Невозможно было не задержать на этом футляре взгляд и не восхититься его изяществом и элегантностью. К тому же я не ожидал увидеть ничего подобного. Не мог даже смутно представить, кто бы мог мне это прислать, что там внутри и по какому случаю такой подарок. Я открыл крышку, сдвинул тонкий слой обертки и обнаружил под ней невероятно гладкий на ощупь, неприлично роскошный шелковый галстук с рисунком: десятки маленьких рыбок синхронно плывут на голубом фоне. Все это окончательно сбило меня с толку.

Я прощупал пальцами весь футляр, стараясь выудить оттуда (простите за невольный каламбур) какое-нибудь объяснение, поскольку до сих пор мне казалось, что все это – сплошное недоразумение или же галстук просто доставили не по адресу. Ничего не нашел. Тогда я снова пошарил под оберткой бандероли и наконец отыскал маленький конвертик, в котором лежала открыточка с надписью «Спасибо» на лицевой стороне. «И часто со мной такое бывает?» – спросил я себя. Я сделал кому-то приятное, причем совершенно не помню, кому и что. Внутри открытки больше ничего не было – ни словечка от производителя, ни единой фразы, написанной отправителем.

Впрочем, из конверта выскользнул и упал на пол, кружась, как праздничное конфетти, кусочек белой бумаги длиной не больше трех пальцев и шириной чуть больше пальца. Я подобрал его и прочитал единственное предложение, напечатанное на машинке: «Спасибо вам за то, что заставили меня улыбнуться».

Вот как. Ни подписи, ни пояснений, ни уточнений.

Я непременно хочу сообщить, что не собирался серьезно относиться к получению слишком дорогого подарка от тайной поклонницы, пожелавшей остаться неизвестной. Я хочу заявить, что стою выше подобных глупостей и единственным охватившим меня в тот момент чувством (если это вообще можно назвать чувством) была досада из-за грозившей неловкости: рано или поздно объявится какой-то человек – скорее всего, женщина – и будет ожидать от меня бурных изъявлений горячей признательности.

Но хватит хныкать. Пусть знают все: у меня, Брайана Макгрори, имеется тайная обожательница. В ту минуту, перечитывая записку и ощупывая нежнейший галстук «Эрмес», я снова почувствовал себя подростком, глупое лицо которого частенько освещала широкая бессмысленная улыбка. Из кухни вышел Гарри, пристально посмотрел на меня, склонил голову набок, словно желая спросить: «Ну, и что ты здесь стоишь с таким смешным лицом?» День тогда был теплым, стояло начало весны, только-только закончилась очередная унылая бостонская зима. Все вокруг было пропитано ароматом ожидания чего-то приятного, а теперь еще и весьма вероятного. В высокое окно лились потоки солнечного света. В голове я перебирал всех знакомых мне женщин, будто просматривал слайды, на которых одно хорошенькое личико сменялось другим. Ни одна не казалась возможным кандидатом, но в принципе мне подошла бы любая из них. Вряд ли стоит придавать всему этому такое большое значение, но, когда получаешь весьма дорогой подарок от тайной поклонницы, мир вдруг начинает казаться очень милым и многообещающим.

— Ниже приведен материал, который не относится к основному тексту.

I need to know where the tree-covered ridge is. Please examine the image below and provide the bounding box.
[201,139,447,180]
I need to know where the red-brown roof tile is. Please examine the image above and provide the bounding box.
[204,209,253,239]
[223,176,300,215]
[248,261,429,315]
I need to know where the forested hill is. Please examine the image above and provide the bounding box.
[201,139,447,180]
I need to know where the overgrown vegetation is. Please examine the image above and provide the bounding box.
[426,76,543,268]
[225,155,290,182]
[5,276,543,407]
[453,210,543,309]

Не то чтобы я до той минуты считал жизнь унылой. Совсем наоборот. Ну, объясню, как умею: вскоре после того, как снова стал одиноким мужчиной, я постепенно пришел к выводу, что одиночество вполне меня устраивает. Я наслаждался относительной тишиной и покоем. Меня согревало ощущение независимости. Я пользовался преимуществом получать лестные предложения от многих.

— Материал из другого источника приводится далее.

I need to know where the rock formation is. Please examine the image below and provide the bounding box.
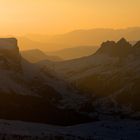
[0,38,21,71]
[96,38,132,57]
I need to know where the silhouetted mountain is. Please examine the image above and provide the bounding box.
[96,38,132,57]
[0,38,21,71]
[20,27,140,52]
[43,27,140,46]
[46,46,97,60]
[1,37,140,126]
[0,38,93,125]
[41,38,140,118]
[117,38,132,48]
[21,49,62,63]
[18,37,69,52]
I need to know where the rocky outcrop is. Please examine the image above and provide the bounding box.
[96,38,132,57]
[0,38,21,71]
[116,38,132,48]
[96,40,116,56]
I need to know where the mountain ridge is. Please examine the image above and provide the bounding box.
[0,38,94,125]
[21,49,62,63]
[40,38,140,117]
[19,27,140,52]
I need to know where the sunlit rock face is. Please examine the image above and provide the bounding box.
[0,38,21,71]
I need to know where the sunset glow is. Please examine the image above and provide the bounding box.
[0,0,140,35]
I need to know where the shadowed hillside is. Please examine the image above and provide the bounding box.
[21,49,62,63]
[46,46,97,60]
[40,38,140,118]
[0,38,94,125]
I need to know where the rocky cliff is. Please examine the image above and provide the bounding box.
[0,38,21,71]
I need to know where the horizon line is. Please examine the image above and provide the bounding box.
[0,26,140,37]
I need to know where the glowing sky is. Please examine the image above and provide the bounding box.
[0,0,140,35]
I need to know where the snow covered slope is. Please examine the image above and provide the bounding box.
[0,119,139,140]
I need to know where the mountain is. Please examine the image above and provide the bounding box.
[96,38,132,57]
[1,37,140,127]
[21,49,62,63]
[21,27,140,51]
[0,38,94,125]
[46,46,97,60]
[1,37,140,139]
[46,27,140,46]
[18,37,69,52]
[0,38,21,71]
[40,38,140,117]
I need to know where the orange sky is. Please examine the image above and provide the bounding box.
[0,0,140,35]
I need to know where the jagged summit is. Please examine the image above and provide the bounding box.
[116,38,132,48]
[101,40,116,48]
[96,38,132,57]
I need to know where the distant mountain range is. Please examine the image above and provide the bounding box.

Однако если говорить честно, то первый год после развода был для меня ужасным. Развод, на мой взгляд (думаю, многие со мной согласятся), знаменует собой первую серьезную неудачу во взрослой жизни, грубое отрезвление от сказок о безоблачном супружестве, симпатичных ребятишках и удачной карьере. Сказки счастливо завершаются обычно следующей картиной: в один прекрасный день ты разгуливаешь по берегу моря, поблизости от собственного летнего коттеджа, в своем любимом хлопчатобумажном свитере, и весело болтаешь с невероятно здорово сохранившейся женой – о множестве разнообразных фондов, которые учредил для своих внуков. А на деле ты чувствуешь себя этакой Эстер Прин с громадной алой буквой «Р», потому что все вокруг перешептываются: «Он разведен. Держись от него подальше. Подпорченный товарец». В общем, весь тот год я провел в сплошном тумане, пытаясь снова найти себя и свой путь в жизни.

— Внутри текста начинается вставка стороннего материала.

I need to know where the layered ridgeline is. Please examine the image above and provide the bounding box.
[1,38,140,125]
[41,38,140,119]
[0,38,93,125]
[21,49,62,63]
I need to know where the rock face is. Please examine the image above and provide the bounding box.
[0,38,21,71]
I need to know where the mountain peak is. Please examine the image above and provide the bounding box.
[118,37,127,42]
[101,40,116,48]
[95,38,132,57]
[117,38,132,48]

Однажды вечером я сидел в баре с женщиной, с которой время от времени встречался, чтобы распить бутылочку вина в приятной обстановке. Мы заговорили о жизни – ее, моей, о своих мечтах и неудачах, – и тут я упомянул о том, что развод за плечами создаст для меня огромные препятствия, если я когда-нибудь пожелаю снова вступить на стезю семейной жизни.

– Ты вообще-то нормальный? – поинтересовалась она, сердито нахмурившись, а рыжие волосы, которые мне очень нравились, запылали, кажется, еще ярче. – Что ты такое несешь?

– Ну, понимаешь, один раз я уже прокололся, – растолковал я ей. – Женщин это должно настораживать.

Она посмотрела на меня уже без недоверия, но с сочувствием, причем во взгляде отражалось не желание утешить меня, бедняжку, – скорее, он говорил: «Ты просто тупица, ничего в жизни не смыслишь».

– Дурак ты, – наконец сказала она вслух, скорчив соответствующую мину. – Ты же сейчас в самом выгодном положении, как ни посмотри. Раз ты разведен, значит, готов брать на себя ответственность и не принадлежишь к тем неудачникам, которые ни за что не пойдут под венец, потому что боятся огорчить этим свою мамочку. К тому же у тебя нет детей, которые могли бы сильно осложнить отношения с женщиной.

Итак, новая жизнь стала меня вполне устраивать. Работе я мог отдавать столько времени, сколько хотел. Меня приглашали на обеды в новые и самые шикарные рестораны Бостона. В тиши кабинета я мог писать романы, отрываясь от них только для прогулок с Гарри, которым по-прежнему всегда был рад. Бывали дни, когда я входил в свой кабинет в начале вечера, а выходил из него, когда весь наш огромный дом уже погружался в ночную тьму, и Гарри посапывал в своем любимом уголке в прихожей.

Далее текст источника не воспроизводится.